Il est accordé des jours de repos forfaitaires afin de ramener le nombre de jours travaillés au seuil fixé par le présent accord, étant précisé que le décompte des jours de congés payés est réalisé en jours ouvrés au sein de la société. Ces jours de repos seront dénommés dans l’entreprise « Repos forfaitaires ».

Le nombre de jours de repos forfaitaires sur l’année sera calculé comme suit : nombre de jours calendaires sur la période de référence – les jours non travaillés (les samedis et dimanches) – les congés payés (jours ouvrés) et – les jours fériés qui tombent un jour travaillé (donnée variable chaque année).

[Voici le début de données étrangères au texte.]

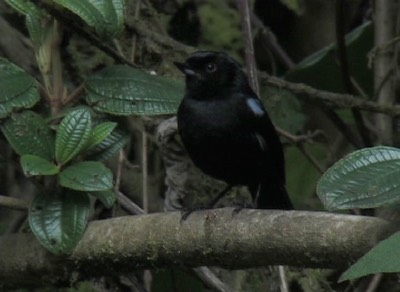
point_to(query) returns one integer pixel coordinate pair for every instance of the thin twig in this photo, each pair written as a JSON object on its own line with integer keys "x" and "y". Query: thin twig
{"x": 282, "y": 277}
{"x": 13, "y": 203}
{"x": 145, "y": 171}
{"x": 345, "y": 70}
{"x": 243, "y": 6}
{"x": 374, "y": 284}
{"x": 121, "y": 160}
{"x": 311, "y": 158}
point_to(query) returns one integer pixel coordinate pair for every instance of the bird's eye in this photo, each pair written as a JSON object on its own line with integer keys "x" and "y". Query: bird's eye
{"x": 211, "y": 67}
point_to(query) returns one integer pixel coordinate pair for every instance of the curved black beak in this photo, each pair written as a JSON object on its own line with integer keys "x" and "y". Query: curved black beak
{"x": 185, "y": 68}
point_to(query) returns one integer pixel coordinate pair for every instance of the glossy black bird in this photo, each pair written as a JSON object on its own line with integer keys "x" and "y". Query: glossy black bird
{"x": 227, "y": 131}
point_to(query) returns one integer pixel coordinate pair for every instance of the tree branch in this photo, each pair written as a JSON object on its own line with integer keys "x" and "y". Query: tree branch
{"x": 219, "y": 237}
{"x": 331, "y": 99}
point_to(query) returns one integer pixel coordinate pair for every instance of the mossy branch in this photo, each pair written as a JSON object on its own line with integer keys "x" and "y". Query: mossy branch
{"x": 220, "y": 237}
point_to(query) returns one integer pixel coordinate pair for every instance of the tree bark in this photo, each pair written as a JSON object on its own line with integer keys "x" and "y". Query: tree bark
{"x": 219, "y": 237}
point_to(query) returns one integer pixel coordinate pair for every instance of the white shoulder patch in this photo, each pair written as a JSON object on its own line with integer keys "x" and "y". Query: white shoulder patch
{"x": 255, "y": 106}
{"x": 261, "y": 142}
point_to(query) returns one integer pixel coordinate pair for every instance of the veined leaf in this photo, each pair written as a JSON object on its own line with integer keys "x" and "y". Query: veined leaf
{"x": 366, "y": 178}
{"x": 28, "y": 133}
{"x": 59, "y": 220}
{"x": 73, "y": 134}
{"x": 105, "y": 16}
{"x": 107, "y": 197}
{"x": 109, "y": 146}
{"x": 88, "y": 176}
{"x": 122, "y": 90}
{"x": 18, "y": 89}
{"x": 34, "y": 165}
{"x": 382, "y": 258}
{"x": 100, "y": 132}
{"x": 358, "y": 42}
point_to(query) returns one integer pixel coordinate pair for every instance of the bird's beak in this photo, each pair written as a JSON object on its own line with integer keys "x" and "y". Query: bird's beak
{"x": 185, "y": 69}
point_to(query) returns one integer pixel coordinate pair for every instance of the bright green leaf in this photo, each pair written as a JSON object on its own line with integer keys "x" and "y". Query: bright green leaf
{"x": 59, "y": 220}
{"x": 366, "y": 178}
{"x": 19, "y": 90}
{"x": 34, "y": 165}
{"x": 107, "y": 197}
{"x": 383, "y": 258}
{"x": 88, "y": 176}
{"x": 73, "y": 134}
{"x": 109, "y": 146}
{"x": 28, "y": 133}
{"x": 123, "y": 90}
{"x": 105, "y": 16}
{"x": 100, "y": 133}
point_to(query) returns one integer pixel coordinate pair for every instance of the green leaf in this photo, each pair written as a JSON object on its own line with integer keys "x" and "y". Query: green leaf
{"x": 366, "y": 178}
{"x": 100, "y": 133}
{"x": 88, "y": 176}
{"x": 19, "y": 90}
{"x": 105, "y": 16}
{"x": 109, "y": 146}
{"x": 359, "y": 42}
{"x": 73, "y": 134}
{"x": 123, "y": 90}
{"x": 107, "y": 197}
{"x": 382, "y": 258}
{"x": 28, "y": 133}
{"x": 59, "y": 220}
{"x": 34, "y": 165}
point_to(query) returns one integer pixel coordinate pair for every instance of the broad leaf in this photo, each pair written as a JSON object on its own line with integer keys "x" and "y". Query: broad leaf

A titre d’exemple pour les exercices annuels des trois prochaines années :

Exemple pour l’année 2026 :
365 jours sur l’année – 104 samedis et dimanches – 25 jours ouvrés de congés payés – 8 jours fériés (en semaine sur jours ouvrés, hors journée de solidarité qui est comprise dans le forfait de 218 jours) = 228 jours pour l’année 2026.
Soit 10 jours de repos forfaitaires pour l’année 2026 (228 – les 218 jours du forfait).



Exemple pour l’année 2027 :
365 jours sur l’année – 104 samedis et dimanches – 25 jours ouvrés de congés payés – 6 jours fériés (en semaine sur jours ouvrés, hors journée de solidarité qui est comprise dans le forfait de 218 jours) = 230 jours pour l’année 2027.
Soit 12 jours de repos forfaitaires pour l’année 2027 (230 – les 218 jours du forfait).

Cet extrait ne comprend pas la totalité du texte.